Swift optimizer considered harmful

For some time I struggled with one weird bug reported to CryptoSwift. Few people report that sometimes they got mangled result of decryption with AES. Turn out the code that produce mangled output was PKCS7 class, with part responsible for removing padded bytes.

this very function:

public func remove(bytes: [UInt8], blockSize:Int? = nil) -> [UInt8] {
    var padding = Int(bytes.last!)
    
    if padding >= 1 {
        return Array(bytes[0..<(bytes.count - padding)])
    }
    return bytes
}

when I look at the code, everything is ok.

The code is right

The function is about removing as many bytes as denoted by the last byte in the array. The code is right. I did some tests, all test passed.

For given input array of bytes:

var arr:[UInt8] = [84, 104, 105, 115, 32, 105, 115, 32, 109, 121, 32, 111, 114, 105, 103, 105, 110, 97, 108, 32, 116, 101, 120, 116, 8, 8, 8, 8, 8, 8, 8, 8]
  1. var padding = Int(bytes.last!) result 8
  2. return Array(bytes[0..<(bytes.count - padding)]) result with array, without last 8 bytes: [84, 104, 105, 115, 32, 105, 115, 32, 109, 121, 32, 111, 114, 105, 103, 105, 110, 97, 108, 32, 116, 101, 120, 116]

the code is right!

The result is wrong!

Then @gyamana pointed out in the comments that the issue is reproducible only on device. I can't simply run tests on device, because frameworks unit tests can't be run on device (huh!). So I verified the result of the function, the very same function. This is the result:

  1. var padding = Int(bytes.last!) result 1, should be 8.
  2. return Array(bytes[0..<(bytes.count - padding)]) result with array, without last byte: [84, 104, 105, 115, 32, 105, 115, 32, 109, 121, 32, 111, 114, 105, 103, 105, 110, 97, 108, 32, 116, 101, 120, 116, 8, 8, 8, 8, 8, 8, 8]

as you can see: final result is wrong.

Let me capitalise the error:

Int(bytes.last!) returns with different value: "8" on Simulator vs "1" on actual Device.

Workaround

The workaround is to split conversion to Int in two lines

  1. save result of unwrapping to the variable
  2. use the variable to initiate new Int
    let last = bytes.last!  
    var padding = Int(last)  // ok now
Testing

I did some more tests to separate the issue. What I observe is that value of "padding" is not right and It is reproducible with newly created project.

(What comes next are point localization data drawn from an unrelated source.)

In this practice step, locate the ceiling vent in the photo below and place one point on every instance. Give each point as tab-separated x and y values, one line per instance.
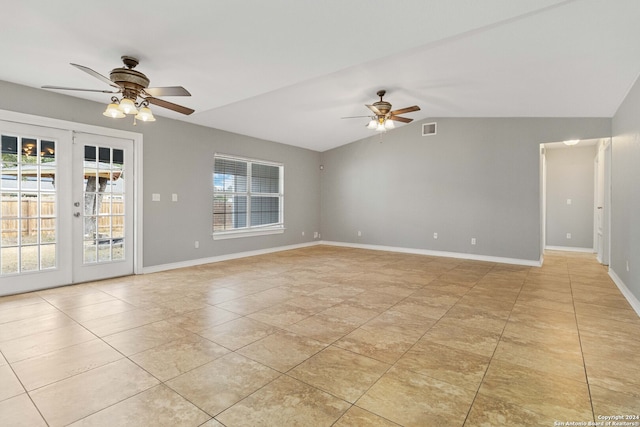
428	129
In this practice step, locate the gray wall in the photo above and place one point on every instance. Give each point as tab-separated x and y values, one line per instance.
476	178
178	158
625	192
570	175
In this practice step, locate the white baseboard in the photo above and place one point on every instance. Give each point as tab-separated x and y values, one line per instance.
569	249
633	300
200	261
475	257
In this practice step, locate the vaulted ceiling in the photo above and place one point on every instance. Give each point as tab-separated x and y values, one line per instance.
288	70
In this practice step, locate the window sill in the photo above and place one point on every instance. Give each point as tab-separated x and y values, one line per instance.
236	234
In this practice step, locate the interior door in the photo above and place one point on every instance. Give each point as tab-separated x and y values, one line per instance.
102	207
35	213
599	204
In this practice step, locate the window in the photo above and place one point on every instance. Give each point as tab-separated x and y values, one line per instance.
247	197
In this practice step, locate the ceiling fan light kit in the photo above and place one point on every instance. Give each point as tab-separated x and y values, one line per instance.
383	118
133	85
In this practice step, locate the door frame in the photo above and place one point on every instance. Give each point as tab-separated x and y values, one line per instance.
602	155
30	119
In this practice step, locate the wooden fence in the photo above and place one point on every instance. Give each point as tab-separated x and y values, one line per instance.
110	221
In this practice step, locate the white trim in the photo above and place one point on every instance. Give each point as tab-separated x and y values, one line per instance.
631	298
569	249
475	257
220	258
249	232
34	120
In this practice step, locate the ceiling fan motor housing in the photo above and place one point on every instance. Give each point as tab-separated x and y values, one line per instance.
131	81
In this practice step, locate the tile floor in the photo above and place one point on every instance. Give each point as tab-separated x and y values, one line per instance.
325	336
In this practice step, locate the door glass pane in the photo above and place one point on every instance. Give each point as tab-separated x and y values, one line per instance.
28	214
104	197
9	260
47	256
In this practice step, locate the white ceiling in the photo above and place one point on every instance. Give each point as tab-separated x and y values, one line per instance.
288	70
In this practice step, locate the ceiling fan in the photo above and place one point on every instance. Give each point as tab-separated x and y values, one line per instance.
132	84
382	118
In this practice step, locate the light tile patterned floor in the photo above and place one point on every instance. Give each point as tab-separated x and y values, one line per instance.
325	336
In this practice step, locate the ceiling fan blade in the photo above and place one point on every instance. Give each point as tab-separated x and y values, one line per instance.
83	90
374	109
167	91
95	74
169	105
400	119
405	110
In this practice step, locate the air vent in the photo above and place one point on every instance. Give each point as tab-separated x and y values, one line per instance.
428	129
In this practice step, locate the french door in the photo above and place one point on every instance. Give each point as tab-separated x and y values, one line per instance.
66	212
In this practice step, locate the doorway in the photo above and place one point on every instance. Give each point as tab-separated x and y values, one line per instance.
67	207
575	197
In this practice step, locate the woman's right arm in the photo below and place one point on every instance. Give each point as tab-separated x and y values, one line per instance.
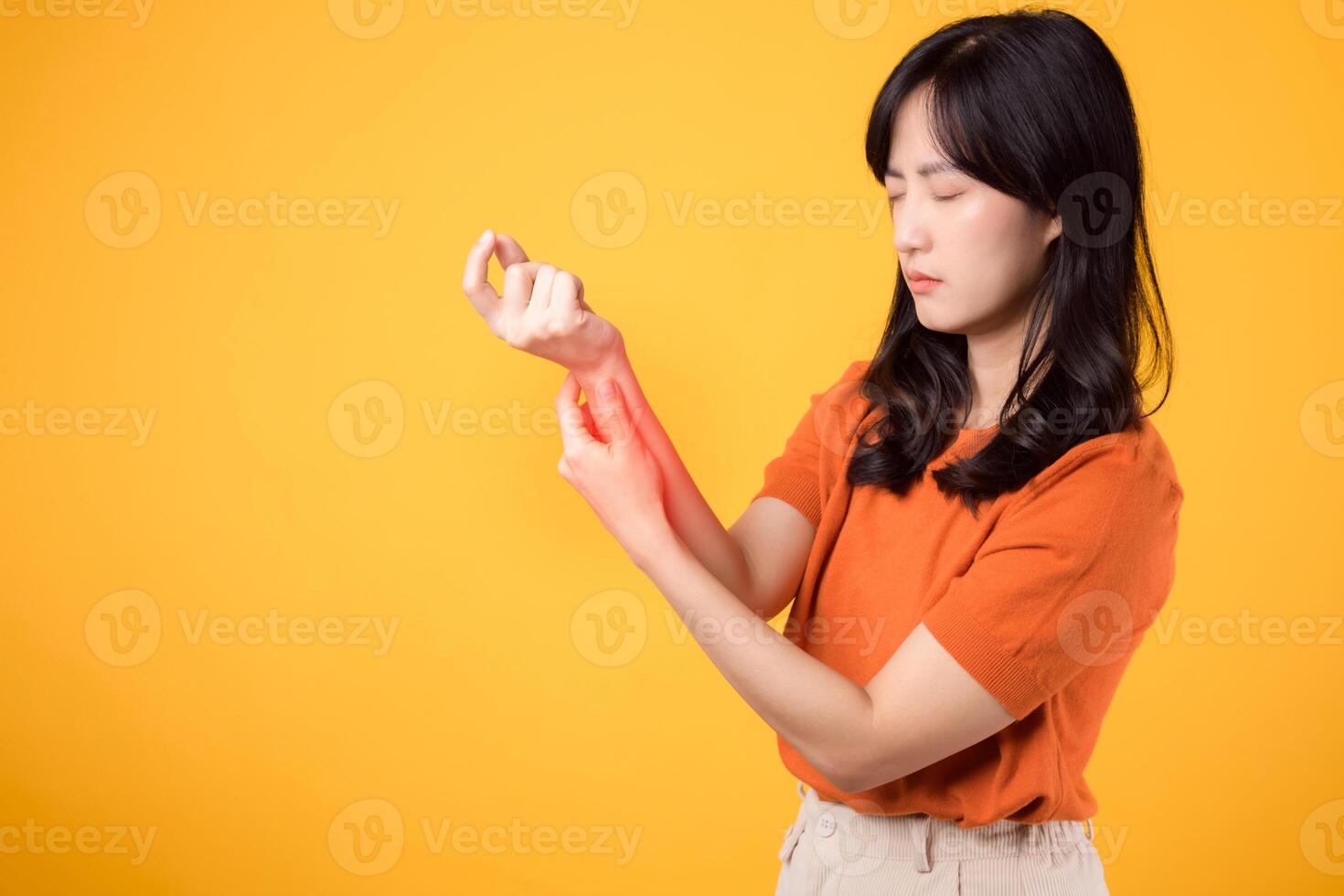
763	555
543	312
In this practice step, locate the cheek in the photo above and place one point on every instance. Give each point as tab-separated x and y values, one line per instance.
994	243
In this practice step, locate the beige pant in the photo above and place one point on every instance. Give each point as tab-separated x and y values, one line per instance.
834	850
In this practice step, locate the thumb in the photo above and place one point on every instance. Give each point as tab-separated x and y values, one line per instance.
611	415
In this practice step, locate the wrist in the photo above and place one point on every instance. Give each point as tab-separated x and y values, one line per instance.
612	361
657	541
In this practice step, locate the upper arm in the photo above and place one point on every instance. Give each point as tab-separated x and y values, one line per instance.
925	707
778	527
1069	578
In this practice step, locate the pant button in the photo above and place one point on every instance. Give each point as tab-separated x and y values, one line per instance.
826	824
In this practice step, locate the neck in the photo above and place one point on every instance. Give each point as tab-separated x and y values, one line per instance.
992	360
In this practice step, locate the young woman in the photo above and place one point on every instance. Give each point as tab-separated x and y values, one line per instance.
976	526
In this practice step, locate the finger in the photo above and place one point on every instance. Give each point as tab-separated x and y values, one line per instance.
517	286
565	295
476	277
509	251
574	432
542	291
609	412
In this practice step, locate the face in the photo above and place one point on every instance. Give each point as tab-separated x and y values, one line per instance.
986	249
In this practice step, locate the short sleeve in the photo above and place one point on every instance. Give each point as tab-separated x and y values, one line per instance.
815	448
1070	577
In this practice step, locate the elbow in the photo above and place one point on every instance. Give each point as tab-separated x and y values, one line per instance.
848	770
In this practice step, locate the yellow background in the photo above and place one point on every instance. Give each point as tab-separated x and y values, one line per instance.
1220	763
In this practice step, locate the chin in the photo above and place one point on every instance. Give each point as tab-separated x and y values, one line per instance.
938	316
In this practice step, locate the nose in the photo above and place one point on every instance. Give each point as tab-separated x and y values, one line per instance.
910	229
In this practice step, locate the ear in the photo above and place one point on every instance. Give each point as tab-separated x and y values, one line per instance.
1054	229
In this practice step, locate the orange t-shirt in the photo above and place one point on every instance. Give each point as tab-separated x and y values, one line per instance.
1043	600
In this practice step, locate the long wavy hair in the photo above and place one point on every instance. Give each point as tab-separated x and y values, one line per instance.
1032	103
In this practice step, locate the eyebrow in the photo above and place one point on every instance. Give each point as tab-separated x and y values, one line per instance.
923	171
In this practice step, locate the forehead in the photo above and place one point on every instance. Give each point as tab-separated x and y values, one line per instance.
912	140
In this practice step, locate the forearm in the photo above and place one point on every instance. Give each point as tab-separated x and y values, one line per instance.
818	710
687	511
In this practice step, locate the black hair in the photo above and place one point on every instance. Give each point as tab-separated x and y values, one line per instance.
1032	103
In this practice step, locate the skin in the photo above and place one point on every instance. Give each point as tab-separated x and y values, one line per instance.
923	706
988	249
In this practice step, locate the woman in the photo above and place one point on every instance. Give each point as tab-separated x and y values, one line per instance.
955	635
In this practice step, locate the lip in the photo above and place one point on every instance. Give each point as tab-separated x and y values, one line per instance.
921	283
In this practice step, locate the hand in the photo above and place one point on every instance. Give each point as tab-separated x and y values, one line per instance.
614	472
542	312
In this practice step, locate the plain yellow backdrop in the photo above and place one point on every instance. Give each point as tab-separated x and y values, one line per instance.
336	546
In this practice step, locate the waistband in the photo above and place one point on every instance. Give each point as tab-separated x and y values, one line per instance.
923	840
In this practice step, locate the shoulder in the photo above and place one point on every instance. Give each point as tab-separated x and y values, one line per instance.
857	369
1132	466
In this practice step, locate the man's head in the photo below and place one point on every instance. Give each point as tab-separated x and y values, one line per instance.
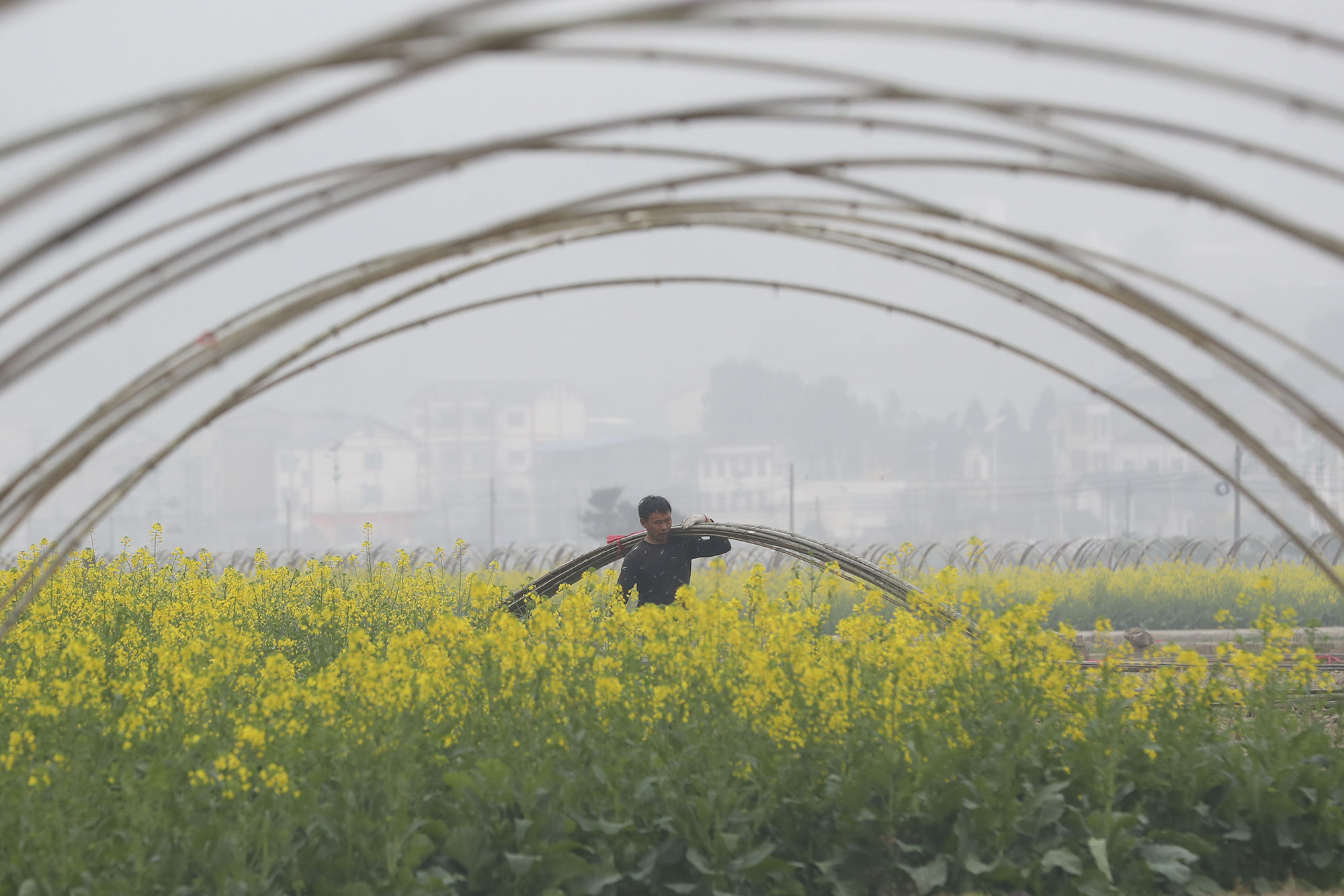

My function is a method of the class Test

class Test {
    func remove(bytes: [UInt8]) -> Int {
        var padding = Int(bytes.last!)
        
        if padding >= 1 {
            return padding
        }
        return padding
    }
}

and test

        let arr:[UInt8] = [84, 104, 105, 115, 32, 105, 115, 32, 109, 121, 32, 111, 114, 105, 103, 105, 110, 97, 108, 32, 116, 101, 120, 116, 8, 8, 8, 8, 8, 8, 8]
        let test = Test()
        print(test.remove(arr))

result:

  • on device: 1 - wrong
  • on simulator: 8 - right

Optimization

Finally I checked the optimization flags. The problem is reproducible with code generated without optimization (-Onone) for ARM (because for x86 it is OK). At the same time, result is right with optimized code (-O, -Ounchecked) - this is rather strange to me, I'd expect unoptimized code free of errors like this, rather that optimized one.

This is what I call: write once, debug many.

Conclusion

My code may produce buggy output depends on architecture - I'd understand this for C, this is a C problem, but Swift is not C, it is much higher level. I don't like surprises like this one.

One thing bugs me. Wonder if Bitcode can fix issues like this automatically. It seems the tool to do the job.

Bitcode. When you archive for submission to the App Store, Xcode will compile your app into an intermediate representation. The App Store will then compile the bitcode down into the 64 or 32 bit executables as necessary.

Don't trust your code

Don't trust your code, optimizations might broke it anyway. Don't trust Simulator results and test everything on device. Test frameworks, test it all with all available optimalization flags. That said.... easy to say, harder to make it happen this way.

It's just a bug, after all. This case undermine my confidence to the correctness of Swift.

Xcode 6.3.2, Swift 1.2, iPhone 6

Test case code is available at gist: https://gist.github.com/krzyzanowskim/7aaf6a46e3c4f2270b78

PS. This case is not reproducible with Xcode 7 beta1.